5 High Court Rules 2016, r 14.1(1).
6 Rule 14.2(1)(a).
7 Rule 14.6(4).
8 Rule 14.6(3).
9 Air New Zealand Ltd v Commerce Commission [2007] NZCA 27, [2007] 2 NZLR 494 at [47]–
[48] and [62]; Scandle v Far North District Council HC Whangarei CIV-2008-488-203, 31 March 2011 at [34].
[8] Having reviewed the file and my judgment, I am satisfied that increased costs should be paid by Cushla-Joy to Destinee-Joy, but not by the full amount sought by Destinee-Joy.
[9] It is not open for Cushla-Joy to attempt to revisit the outcome of the application. It is likewise clear that the way in which Cushla-Joy has participated in the proceedings has contributed unnecessarily to the time and expense of the proceeding by ineffectively and unjustifiably blocking the sale of the property after having consented to the order for sale and signing the agreement for sale and purchase. Cushla-Joy’s conduct inevitably required Destinee-Joy to take the application to its conclusion. Even then, Cushla-Joy took what can only be described as a “spoiling role” by not formally participating or raising anything substantive in opposition. She nonetheless indicated throughout that she would do so and ultimately turned up to the hearing notwithstanding the lack of formal steps taken, which increased the costs of Destinee-Joy.
[10] Ultimately, I am satisfied that the appropriate costs calculation is to take scale costs for the proceedings, which I accept are properly calculated in the sum of $15,774, and uplifting those by a total of 30 per cent, reaching a total sum of $20,467.20. I am also satisfied that the disbursements sought are in order.
[11] As noted, Destinee-Joy seeks that the costs awarded be deducted from Cushla- Joy’s share of the estate.

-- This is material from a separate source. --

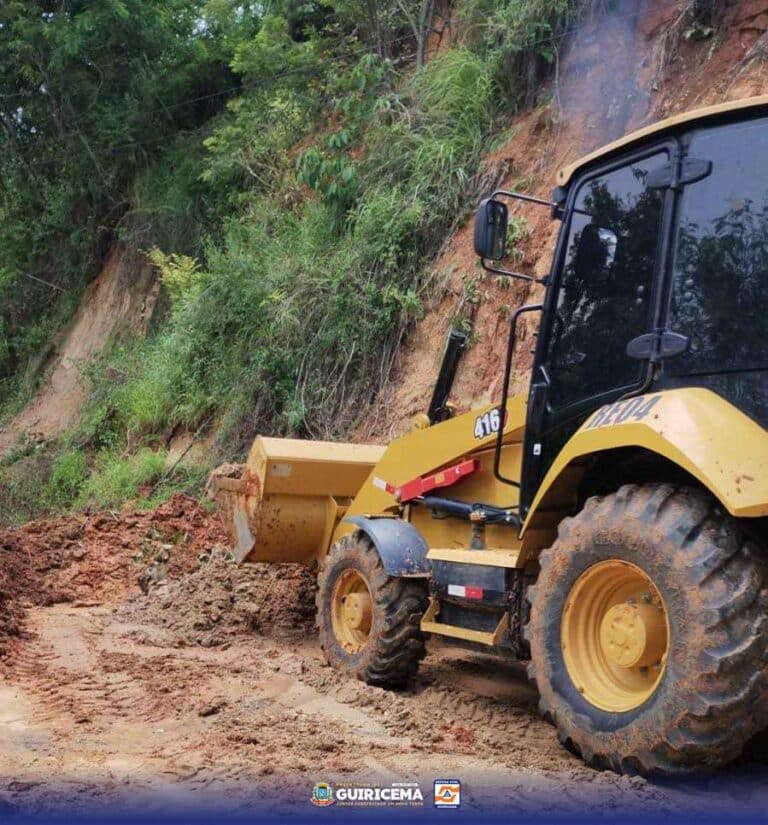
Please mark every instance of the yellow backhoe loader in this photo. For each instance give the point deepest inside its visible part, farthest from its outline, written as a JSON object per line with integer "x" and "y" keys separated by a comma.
{"x": 610, "y": 528}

This issue was considered by Cooke J in Hennessey v Hennessey.10 This case involved the successful removal of one trustee and executor of an estate by the other, and the successful plaintiff sought that the costs payable be deducted from the defendant’s share of the estate. His Honour however concluded:11
I do not think there is jurisdiction for the Court to make that order. In his supplementary submissions Mr Sheppard indicated he could find no previous case where such orders had been made, but referred to s 81(2) of the Trusts Act 2019 and s 38(2) of the Trustee Act 1956. But these provisions are directed to costs incurred by the trustee, and not costs award against a beneficiary in the trustee’s favour. The defendant’s liability under the costs award can be addressed by the plaintiff in her capacity as administrator. I proceed on the assumption that the plaintiff’s legal costs are being met out of the estate.
10 Hennessy v Hennessey [2021] NZHC 1198.
11 At [18].
[12]Given that position and for the same reasons I take this second issue no further.
Decision
[13]Cushla-Joy Johnston is to pay Destinee-Joy Johnston-O’Loughlin the sum of
$20,467.20 together with disbursements in the sum of $970, a total of $21,437.20.